I'm sure employees of LEGO read this forum and other sites relating to LEGO collecting and investing. I wouldn't be surprised if they ultimately decide to ban other high profile people to make people think twice about their S@H buying and reselling - look at all the fear in the May 4th topic. Specifically, I also wouldn't be surprised if they bring the hammer down on the brother owners of a certain other website that prides itself as serving the LEGO investor...
Of course they will never be able to eliminate the reselling market as it comes and go as it sees fit, but they can at least do some damage control.
Altogether its a fair call from their side.
In fact, I'm one of those. I even participated in the Minecraft saga, buying four and selling them all on. No doubt my purchase amount from S@H is bigger than most members of the public, but way smaller than most resellers and (up to last year) about average for an AFOL.

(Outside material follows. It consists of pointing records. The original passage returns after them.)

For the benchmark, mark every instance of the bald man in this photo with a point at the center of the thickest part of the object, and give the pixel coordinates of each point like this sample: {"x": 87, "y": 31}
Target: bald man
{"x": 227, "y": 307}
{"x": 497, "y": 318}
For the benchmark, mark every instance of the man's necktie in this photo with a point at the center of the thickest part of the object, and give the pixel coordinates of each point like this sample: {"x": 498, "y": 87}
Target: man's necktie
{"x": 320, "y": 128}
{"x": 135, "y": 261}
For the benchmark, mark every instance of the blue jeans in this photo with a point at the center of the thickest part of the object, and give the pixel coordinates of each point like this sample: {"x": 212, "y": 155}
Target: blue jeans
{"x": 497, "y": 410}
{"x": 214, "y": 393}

We have something similar with people buying cheap alcohol / cigarettes abroad importing them into the UK. It is obvious when someone brings back an entire van it is not personal consumption. But if they bring back a sports bag full of cigarettes? They might smoke the lot, some of them they might sell to friends. One of those is allowed, the other isn't. Policing it is impossible.
I really do not see your case as something to worry about. I am sure Lego recognizes that some families have multiple kids or people to buy for. I do not see 3 of a product fcausing a flag.
American Girl has had similar issues with resellers, and they also put in reasonable order limits on certain items.
I think TLG is mainly concerned about flagging cases that seem to be large resellers.
It's like telling your kid...don't jump on the couch, or no dessert... and then telling the kid who had stopped, sorry, you did jump on it before the warning, so I've decided to still not give you dessert.